February 18.

Revivification of Trees.

Mr. Arthur Aikin, in his “Natural History of the Year,” narrates the first vital function in trees on the conclusion of winter. This is the ascent of the sap after the frost is moderated, and the earth sufficiently thawed. The absorbent vessels composing the inner bark reach to the extremity of the fibres of the roots, and thus, through the roots, imbibe water, which, mixing there with a quantity of saccharine matter, forms sap, and is from thence abundantly distributed through the trunk and branches to every individual bud. The birch tree in spring, on being tapped, yields its sap, which is fermented into wine. The palm tree in the tropics of the same season yields its sap by the same method, which is made into palm wine, and the sap of the sugar maple in North America being boiled, yields the maple sugar.

“This great accession of nourishment (the sap) causes the bud to swell, to break through its covering, and to spread into blossoms, or lengthen into a shoot bearing leaves. This is the first process, and, properly speaking, is all that belongs to the springing or elongation of trees; and in many plants, that is, all those which are annual or deciduous, there is no other process; the plant absorbs juices from the earth, and in proportion to the quantity of these juices increases in size: it expands its blossoms, perfects its fruit, and when the ground is incapable by drought or frost of yielding any more moisture, or when the vessels of the plant are not able to draw it up, the plant perishes. But in trees, though the beginning and end of the first process is exactly similar to what takes places in vegetables, yet there is a second process, which at the same time that it adds to their bulk, enables them to endure and go on increasing through a long series of years.

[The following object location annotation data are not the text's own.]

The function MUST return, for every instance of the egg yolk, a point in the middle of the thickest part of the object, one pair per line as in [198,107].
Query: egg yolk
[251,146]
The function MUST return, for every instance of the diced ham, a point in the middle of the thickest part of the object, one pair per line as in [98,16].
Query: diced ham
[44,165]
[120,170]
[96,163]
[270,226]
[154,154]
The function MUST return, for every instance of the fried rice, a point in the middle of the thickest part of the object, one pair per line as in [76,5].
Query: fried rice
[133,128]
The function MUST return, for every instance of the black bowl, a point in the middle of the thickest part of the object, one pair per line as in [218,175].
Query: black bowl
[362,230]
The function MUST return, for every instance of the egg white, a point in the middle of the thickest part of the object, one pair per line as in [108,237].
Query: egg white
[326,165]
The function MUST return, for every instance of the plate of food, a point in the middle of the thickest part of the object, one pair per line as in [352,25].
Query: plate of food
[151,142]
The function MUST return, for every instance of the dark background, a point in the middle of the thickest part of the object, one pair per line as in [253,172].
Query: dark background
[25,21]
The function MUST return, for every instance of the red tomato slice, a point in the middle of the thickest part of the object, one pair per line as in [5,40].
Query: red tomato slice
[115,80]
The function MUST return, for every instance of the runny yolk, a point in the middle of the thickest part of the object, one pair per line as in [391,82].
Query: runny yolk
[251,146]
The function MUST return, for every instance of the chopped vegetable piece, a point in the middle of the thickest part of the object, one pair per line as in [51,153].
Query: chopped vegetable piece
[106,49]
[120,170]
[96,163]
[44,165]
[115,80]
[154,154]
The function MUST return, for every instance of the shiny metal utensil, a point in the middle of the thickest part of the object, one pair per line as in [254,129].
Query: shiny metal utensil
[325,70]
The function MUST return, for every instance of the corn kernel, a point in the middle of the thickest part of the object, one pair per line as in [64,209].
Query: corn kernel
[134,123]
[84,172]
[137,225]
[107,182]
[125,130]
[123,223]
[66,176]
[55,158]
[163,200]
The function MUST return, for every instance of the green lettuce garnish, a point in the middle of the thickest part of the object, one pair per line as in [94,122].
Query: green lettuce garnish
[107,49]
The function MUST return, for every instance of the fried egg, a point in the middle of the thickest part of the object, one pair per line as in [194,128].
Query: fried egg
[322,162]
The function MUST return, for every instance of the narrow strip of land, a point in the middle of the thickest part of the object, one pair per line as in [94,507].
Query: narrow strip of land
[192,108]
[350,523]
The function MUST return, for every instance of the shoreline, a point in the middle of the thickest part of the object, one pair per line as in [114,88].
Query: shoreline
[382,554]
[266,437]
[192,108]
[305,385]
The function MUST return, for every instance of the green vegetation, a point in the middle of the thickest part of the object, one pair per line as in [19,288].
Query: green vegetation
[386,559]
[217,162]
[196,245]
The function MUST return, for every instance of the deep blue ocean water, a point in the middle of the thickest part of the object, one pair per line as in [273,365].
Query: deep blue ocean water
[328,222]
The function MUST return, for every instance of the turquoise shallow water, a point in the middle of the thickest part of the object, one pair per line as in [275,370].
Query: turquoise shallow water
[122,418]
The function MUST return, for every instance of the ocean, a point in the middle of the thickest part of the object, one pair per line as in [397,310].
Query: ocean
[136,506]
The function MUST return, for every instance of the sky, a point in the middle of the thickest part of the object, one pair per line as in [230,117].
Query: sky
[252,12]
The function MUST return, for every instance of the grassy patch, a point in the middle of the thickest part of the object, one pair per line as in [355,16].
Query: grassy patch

“The second process begins soon after the first, in this way. At the base of the footstalk of each leaf a small bud is gradually formed; but the absorbent vessels of the leaf having exhausted themselves in the formation of the bud, are unable to bring it nearer to maturity: in this state it exactly resembles a seed, containing within it the rudiments of vegetation, but destitute of absorbent vessels to nourish and evolve the embryo. Being surrounded, however, by sap, like a seed in moist earth, it is in a proper situation for growing; the influence of the sun sets in motion the juices of the bud and of the seed, and the first operation in both of them is to send down roots a certain depth into the ground for the purpose of obtaining the necessary moisture. The bud accordingly shoots down its roots upon the inner bark of the tree, till they reach the part covered by the earth. Winter now arriving, the cold and defect of moisture, owing to the clogged condition of the absorbent vessels, cause the fruit and leaves to fall, so that, except the provision of buds with roots, the remainder of the tree, like an annual plant, is entirely dead: the leaves, the flowers, and fruit are gone, and what was the inner bark, is no longer organized, while the roots of the buds form a new inner bark; and thus the buds with their roots contain all that remains alive of the whole tree. It is owing to this annual renovation of the inner bark, that the tree increases in bulk; and a new coating being added every year, we are hence furnished with an easy and exact method of ascertaining the age of a tree by counting the number of concentric circles of which the trunk is composed. A tree, therefore, properly speaking, is rather a congeries of a multitude of annual plants, than a perennial individual.

“The sap in trees always rises as soon as the frost is abated, that when the stimulus of the warm weather in the early spring acts upon the bud, there should be at hand a supply of food for its nourishment; and if by any means the sap is prevented from ascending at the proper time, the tree infallibly perishes. Of this a remarkable instance occurred in London, during the spring succeeding the hard winter of the year 1794. The snow and ice collecting in the streets so as to become very inconvenient, they were cleared, and many cartloads were placed in the vacant quarters of Moorfields; several of these heaps of snow and frozen rubbish were piled round some of the elm-trees that grow there. At the return of spring, those of the trees that were not surrounded with the snow expanded their leaves as usual, while the others, being still girt with a large frozen mass, continued quite bare; for the fact was, the absorbents in the lower part of the stem, and the earth in which the trees stood, were still exposed to a freezing cold. In some weeks, however, the snow was thawed, but the greater number of the trees were dead, and those few that did produce any leaves were very sickly, and continued in a languishing state all summer, and then died.”